Aumento da participação chinesa em dois anos de Agrishow.
Número de companhias com estandes no Pavilhão China.
Extensão citada da Agrishow em Ribeirão Preto.
China em feiras agrícolas mira tecnologia e negócios
Na Agrishow, empresários chineses circularam em um ambiente marcado por tradutores, celulares usados em conversas simultâneas, cartões de visita em mandarim e negociações com brasileiros. A reportagem aponta que a China em feiras agrícolas passou a funcionar como vitrine para negócios em máquinas agrícolas no Brasil e na América do Sul.
O organizador do Pavilhão China, Neeson Cheng, afirmou à CNN Agro que o espaço deste ano ficou maior e mais bem localizado. Segundo ele, a edição anterior gerou negócios ao longo do ano seguinte, mesmo quando as conversas não foram concluídas durante a feira.
Feira vira vitrine para máquinas e parcerias
Empresas apresentam máquinas, implementos e tecnologias para produtores rurais.
Contatos iniciados na feira podem virar negócios depois do evento.
A presença chinesa deve crescer também em outros eventos agrícolas.
Além da Agrishow, o plano citado é ampliar a atuação em eventos de nicho, como a Expointer, em Esteio, no Rio Grande do Sul. Com isso, a China em feiras agrícolas reforça uma presença mais estratégica no setor, com atenção especial a tecnologia, inteligência artificial, máquinas e soluções de menor custo.
Drones chineses se destacam no agro brasileiro
Entre os itens de maior interesse, os drones agrícolas ganharam destaque. A DJI, fabricante chinesa já consolidada no Brasil, atua oficialmente no país desde 2020 e aposta em equipamentos mais acessíveis, parcerias locais e suporte técnico para ampliar mercado.

A empresa possui modelos voltados a diferentes perfis de produtores. Há drones com capacidade de 20 litros, indicados para agricultura familiar e pequeno porte, e modelos maiores, com até 100 litros. Segundo a companhia, o desempenho pode chegar a 230 hectares por dia, conforme as condições de uso.
Drones atendem diferentes escalas de produção
Modelo voltado à agricultura familiar.
Equipamento para operações com demanda maior.
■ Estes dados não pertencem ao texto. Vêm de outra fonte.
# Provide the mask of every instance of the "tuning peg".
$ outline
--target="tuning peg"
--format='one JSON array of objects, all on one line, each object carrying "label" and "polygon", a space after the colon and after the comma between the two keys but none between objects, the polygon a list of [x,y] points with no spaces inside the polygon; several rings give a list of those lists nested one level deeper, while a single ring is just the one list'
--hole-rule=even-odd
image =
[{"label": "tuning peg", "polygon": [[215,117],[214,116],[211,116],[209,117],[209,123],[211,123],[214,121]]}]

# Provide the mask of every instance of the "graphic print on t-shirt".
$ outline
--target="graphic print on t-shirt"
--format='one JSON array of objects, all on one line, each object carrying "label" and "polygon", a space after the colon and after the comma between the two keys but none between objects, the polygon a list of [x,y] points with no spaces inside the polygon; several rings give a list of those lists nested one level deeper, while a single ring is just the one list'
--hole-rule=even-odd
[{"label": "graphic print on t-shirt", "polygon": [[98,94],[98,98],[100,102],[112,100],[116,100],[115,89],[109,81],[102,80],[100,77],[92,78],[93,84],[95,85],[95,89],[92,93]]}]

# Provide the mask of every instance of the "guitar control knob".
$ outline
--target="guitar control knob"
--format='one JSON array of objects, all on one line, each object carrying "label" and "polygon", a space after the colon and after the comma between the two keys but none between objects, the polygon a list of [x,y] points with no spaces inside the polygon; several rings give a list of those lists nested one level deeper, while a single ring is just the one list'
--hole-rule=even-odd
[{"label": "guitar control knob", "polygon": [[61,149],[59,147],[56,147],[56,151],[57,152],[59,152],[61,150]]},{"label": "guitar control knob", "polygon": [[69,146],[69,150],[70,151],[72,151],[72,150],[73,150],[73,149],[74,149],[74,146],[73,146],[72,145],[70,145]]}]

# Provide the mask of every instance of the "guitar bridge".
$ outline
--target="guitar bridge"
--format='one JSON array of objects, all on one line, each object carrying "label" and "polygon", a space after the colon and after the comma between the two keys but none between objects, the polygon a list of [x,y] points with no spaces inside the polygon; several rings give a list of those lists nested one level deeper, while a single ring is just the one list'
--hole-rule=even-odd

Potencial informado pela empresa.
Apesar do avanço, a DJI avalia que o mercado brasileiro ainda está no início. A reportagem cita cerca de 20 mil drones agrícolas em operação no país, com penetração estimada de 7%. A projeção da empresa é que o Brasil possa chegar a 170 mil drones agrícolas nos próximos cinco a dez anos.
Embora a produção permaneça concentrada na China, a companhia afirma que aumenta investimentos no Brasil, principalmente em estrutura comercial e suporte. Atualmente, conta com cerca de dez importadores e mais de 400 pontos autorizados para venda e assistência técnica.
China em feiras agrícolas sinaliza nova fase comercial
A presença da China em feiras agrícolas mostra uma relação mais diversificada com o agro brasileiro. O interesse não está apenas em commodities, mas também em tecnologia, máquinas, drones e soluções capazes de ampliar eficiência no campo.
O que essa expansão indica
Empresas chinesas buscam ampliar presença no mercado rural brasileiro.
Drones e máquinas aparecem como vitrines centrais.
Parcerias e assistência ajudam a sustentar a expansão.
O avanço da China em feiras agrícolas também indica uma tentativa de consolidar presença em mercados de nicho, onde o contato direto com produtores, distribuidores e técnicos pode acelerar novas parcerias.
Com a expansão da China em feiras agrícolas, a tendência apontada pela reportagem é de uma atuação chinesa cada vez mais organizada no agronegócio brasileiro. Para o produtor, o ponto central está na oferta de equipamentos, suporte e soluções voltadas à redução de custos e ganho de eficiência.